Die Wochenbettdepression, da denkt ein jeder ja erstmal direkt an eine frischgebackene Mami. Doch auch Papis können postpartale Depressionen bekommen allerdings nicht aus hormonellen Gründen. Das Hormonkarussel dreht sich ja nur bei den Damen der Schöpfung unkontrolliert vor und zurück.

Wie macht sich eine Wochendepression beim Mann bemerkbar?

Schätzungweise betrifft dieses emotionale Tief jeden 10. Frischgebackenen Vater. Die meisten merken zwar die Symptome, bringen dies aber nicht mit einer Depression in Verbindung. Sie sind eben auch nicht Sherlock Holmes.

Auffallen tut ihnen aber dennoch, dass sie erschöpft und müde sind. Auch die, dass die Nächte nicht mehr wie zuvor von einem erholsamen Schlaf gekrönt sind, fällt schnell auf.

Was folgt aus Schlafmangel? Genau, ein Mensch wird unter Schlafmangel ungenießbar. Reizbarkeit, Aggressivität und das Gefühl überall ein Wehwehchen zu haben.

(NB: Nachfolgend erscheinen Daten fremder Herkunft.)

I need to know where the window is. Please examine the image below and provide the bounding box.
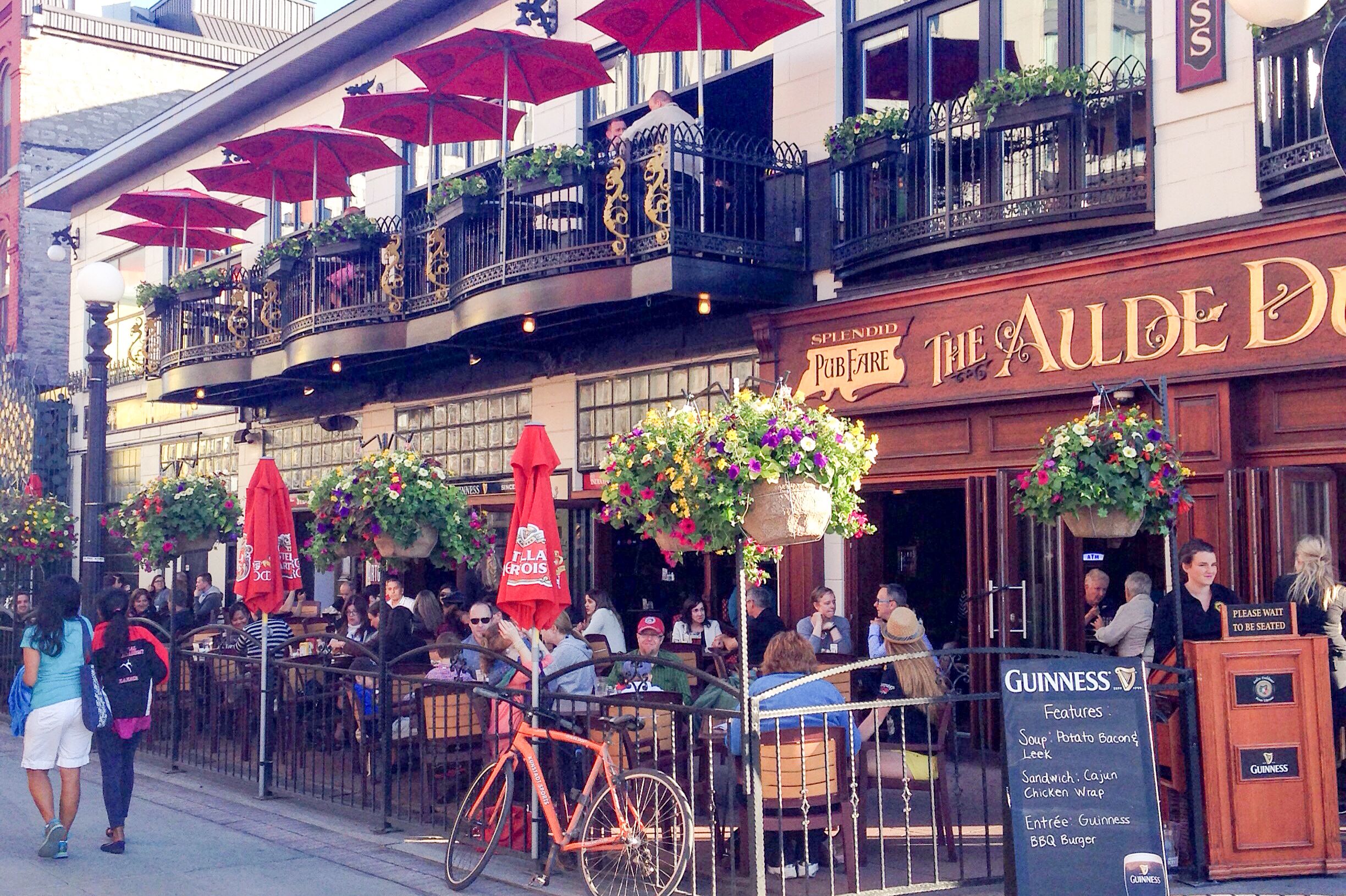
[577,355,757,469]
[265,422,363,494]
[397,389,533,479]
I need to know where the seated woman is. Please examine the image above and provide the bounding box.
[732,631,862,878]
[860,607,947,781]
[794,585,854,654]
[672,595,724,652]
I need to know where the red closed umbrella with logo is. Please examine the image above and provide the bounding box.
[234,457,304,797]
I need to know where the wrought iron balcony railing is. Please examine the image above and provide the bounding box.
[833,58,1150,270]
[145,126,806,370]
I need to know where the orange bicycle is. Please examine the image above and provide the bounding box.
[444,688,694,896]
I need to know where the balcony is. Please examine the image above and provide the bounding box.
[1256,13,1342,202]
[832,58,1151,274]
[153,128,812,405]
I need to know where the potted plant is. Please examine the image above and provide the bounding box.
[98,474,242,571]
[1015,406,1193,538]
[823,106,908,167]
[257,237,304,280]
[168,268,229,301]
[426,175,489,228]
[505,144,595,195]
[969,64,1097,130]
[308,211,382,257]
[725,386,879,546]
[304,449,495,569]
[0,495,77,566]
[136,280,178,318]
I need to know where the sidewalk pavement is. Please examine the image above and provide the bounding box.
[0,734,520,896]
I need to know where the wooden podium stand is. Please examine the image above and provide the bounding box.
[1174,604,1346,880]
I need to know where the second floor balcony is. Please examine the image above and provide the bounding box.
[833,58,1152,276]
[151,126,812,403]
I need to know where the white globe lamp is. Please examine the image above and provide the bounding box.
[1229,0,1327,28]
[75,261,126,304]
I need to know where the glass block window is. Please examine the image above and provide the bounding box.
[265,421,365,493]
[577,355,757,469]
[159,436,238,491]
[106,447,140,505]
[397,389,533,479]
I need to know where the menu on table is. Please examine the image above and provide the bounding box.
[1000,656,1168,896]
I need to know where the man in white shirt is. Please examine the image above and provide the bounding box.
[1091,572,1155,661]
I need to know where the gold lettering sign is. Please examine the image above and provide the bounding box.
[802,335,907,401]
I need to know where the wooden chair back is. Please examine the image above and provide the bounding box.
[760,725,851,811]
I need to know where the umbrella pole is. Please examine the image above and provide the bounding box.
[257,610,271,799]
[499,57,509,283]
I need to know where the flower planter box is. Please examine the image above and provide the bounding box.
[435,195,482,228]
[178,285,223,301]
[983,94,1081,130]
[374,525,439,560]
[511,165,588,196]
[267,256,299,280]
[743,479,832,547]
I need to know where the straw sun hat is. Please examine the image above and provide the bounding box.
[883,607,925,644]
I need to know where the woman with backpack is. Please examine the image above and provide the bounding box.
[93,589,168,856]
[20,576,93,858]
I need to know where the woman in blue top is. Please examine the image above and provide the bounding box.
[21,576,93,858]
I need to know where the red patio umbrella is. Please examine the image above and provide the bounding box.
[100,220,247,252]
[394,28,613,269]
[576,0,823,126]
[234,457,304,797]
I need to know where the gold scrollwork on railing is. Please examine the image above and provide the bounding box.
[257,280,280,330]
[645,142,669,246]
[426,228,448,301]
[378,233,402,315]
[225,289,249,349]
[603,156,631,256]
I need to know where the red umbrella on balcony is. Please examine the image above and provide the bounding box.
[100,220,247,252]
[340,87,523,201]
[234,457,304,795]
[576,0,823,126]
[394,28,613,266]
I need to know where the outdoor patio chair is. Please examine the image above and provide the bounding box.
[856,704,958,865]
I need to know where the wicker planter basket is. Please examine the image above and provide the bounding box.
[1061,508,1140,538]
[743,479,832,547]
[374,523,439,560]
[176,532,219,554]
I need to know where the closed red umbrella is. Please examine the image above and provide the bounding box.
[234,457,304,797]
[100,220,247,252]
[497,424,571,628]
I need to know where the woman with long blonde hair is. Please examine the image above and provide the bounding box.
[1272,535,1346,722]
[860,607,949,781]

Und statt, dass die Frau sich dann liebevoll um den Herrn des Hauses kümmert, ist sie nur noch mit dem Nachwuchs beschäftigt.

Viele Männer flüchten sich dann in die Arbeit oder ihr Hobby.

Vielleicht kommt es dir als Papa bekannt vor: Eigentlich solltest du der glücklichste Mensch auf Erden sein, denn immerhin hast du erfolgreich deine Gene weitergegeben und wirst von deinem Wunderprodukt angelächelt. Doch alles was du empfindest ist Leere. Statt dich zu freuen, liegen deine Nerven blank und das sorgt vielleicht dafür, dass du dich schlecht fühlst.

Welche Gründe kann es also haben, dass auch das stärkere Geschlecht nach der Geburt des Stammhalters in ein psychisches Loch fällt?

Die Ursachen sind wie bereits erwähnt ausnahmsweise nicht die Hormone. Im Gegenteil: so simpel ist es nicht, denn beim Mann kommen vielfältige Gründe in Frage.

Oft kommt es durch die Umstellung auf ein Leben mit Kind zu Unstimmigkeiten in der Beziehung. Klar gibt es in jeder Beziehung nicht nur die rosigen Tage aber gepaart mit Schlafmangel, wird aus jeder Mücke ein Elefant. Auch, dass die Liebste nun nur noch Zeit mit dem Kind verbringt, nagt an manchem Manns Ego enorm.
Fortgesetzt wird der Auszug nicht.